Il dialetto in effetti è la sintesi di una cultura locale e rappresenta il valore dell’appartenenza ad un luogo e, nella fattispecie, della storia, degli usi e dei costumi della nostra Comunità. Alcuni convegni sul dialetto hanno sostenuto che la globalizzazione che sta vivendo il mondo, con tutti i suoi pregi e difetti, può costituire una insidia per l’identità delle varie realtà.
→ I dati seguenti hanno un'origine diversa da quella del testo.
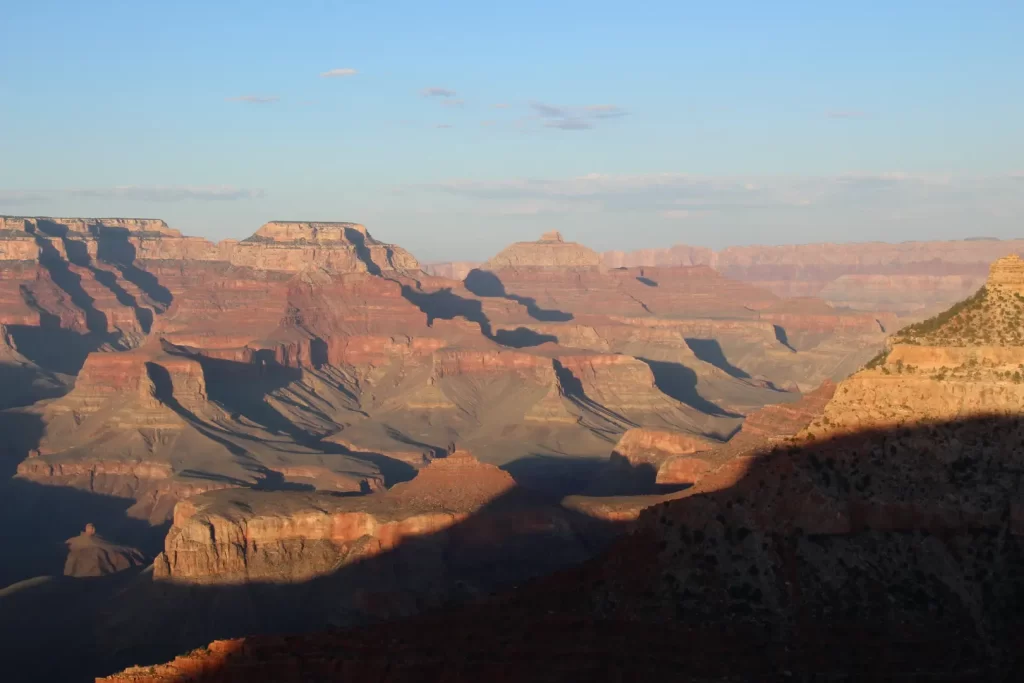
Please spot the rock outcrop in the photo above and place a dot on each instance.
(548, 252)
(236, 537)
(910, 278)
(91, 555)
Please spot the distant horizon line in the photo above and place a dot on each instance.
(607, 251)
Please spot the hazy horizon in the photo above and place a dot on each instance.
(454, 131)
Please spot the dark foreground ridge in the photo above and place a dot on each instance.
(881, 555)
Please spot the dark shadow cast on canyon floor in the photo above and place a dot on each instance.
(35, 520)
(711, 351)
(879, 555)
(486, 284)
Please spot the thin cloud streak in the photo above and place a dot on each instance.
(576, 118)
(679, 196)
(846, 114)
(437, 92)
(339, 73)
(137, 194)
(254, 99)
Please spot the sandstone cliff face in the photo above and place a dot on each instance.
(912, 278)
(139, 424)
(232, 537)
(965, 363)
(549, 251)
(91, 555)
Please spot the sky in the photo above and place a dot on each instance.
(454, 128)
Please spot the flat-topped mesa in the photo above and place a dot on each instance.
(86, 226)
(314, 232)
(1007, 272)
(336, 247)
(550, 251)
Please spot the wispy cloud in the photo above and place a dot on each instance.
(437, 92)
(255, 99)
(576, 118)
(568, 124)
(846, 114)
(136, 194)
(339, 73)
(678, 196)
(605, 111)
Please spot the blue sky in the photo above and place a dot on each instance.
(454, 128)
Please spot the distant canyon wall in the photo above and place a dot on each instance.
(910, 278)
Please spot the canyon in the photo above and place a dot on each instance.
(870, 531)
(909, 280)
(308, 429)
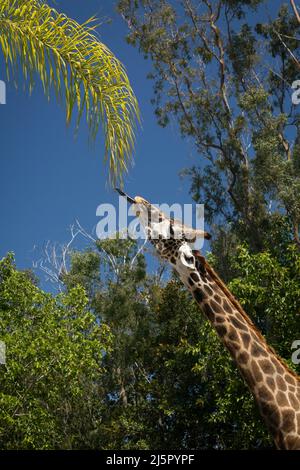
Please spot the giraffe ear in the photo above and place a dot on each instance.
(201, 233)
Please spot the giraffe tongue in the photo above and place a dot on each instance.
(129, 199)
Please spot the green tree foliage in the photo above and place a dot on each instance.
(69, 57)
(226, 80)
(122, 360)
(50, 388)
(168, 381)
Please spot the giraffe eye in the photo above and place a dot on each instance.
(189, 259)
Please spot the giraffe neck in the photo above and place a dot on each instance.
(276, 389)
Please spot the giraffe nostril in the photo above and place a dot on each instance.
(189, 259)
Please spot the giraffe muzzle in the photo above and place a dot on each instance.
(129, 199)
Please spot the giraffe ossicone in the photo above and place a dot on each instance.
(274, 386)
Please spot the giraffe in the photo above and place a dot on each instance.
(274, 386)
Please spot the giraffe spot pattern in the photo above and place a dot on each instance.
(282, 399)
(267, 367)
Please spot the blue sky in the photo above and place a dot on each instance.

Questa eventualità deve, da noi sammarinesi, essere presa in seria considerazione, al fine di porre in essere tutte le azioni necessarie per rafforzare la propria identità, che, evidentemente, passa anche attraverso la salvaguardia della propria parlata tramandata fino ai giorni nostri.
Quindi, per concludere, io credo che si debba fare qualcosa per difendere, tutelare e fare conoscere ai giovani, oggi presi da tutto ciò che riguarda internet, ben lontani dai valori e dalle radici della propria Terra, il senso della valorizzazione del dialetto sammarinese e del bagaglio di esperienza di vita che esso rappresenta.
Ad esempio, perché non dare vita a San Marino ad un Festival del Teatro Dialettale, con la partecipazione delle migliori compagnie teatrali dilettantistiche italiane; e perché non pensare di insegnare nelle scuole il dialetto sammarinese. Sarebbe un messaggio forte, perché noi sammarinesi, io credo, dobbiamo avere chiaro il senso della conservazione (nel senso più nobile della parola) di noi stessi. Se non altro, per tutto ciò che hanno fatto e costruito i nostri predecessori.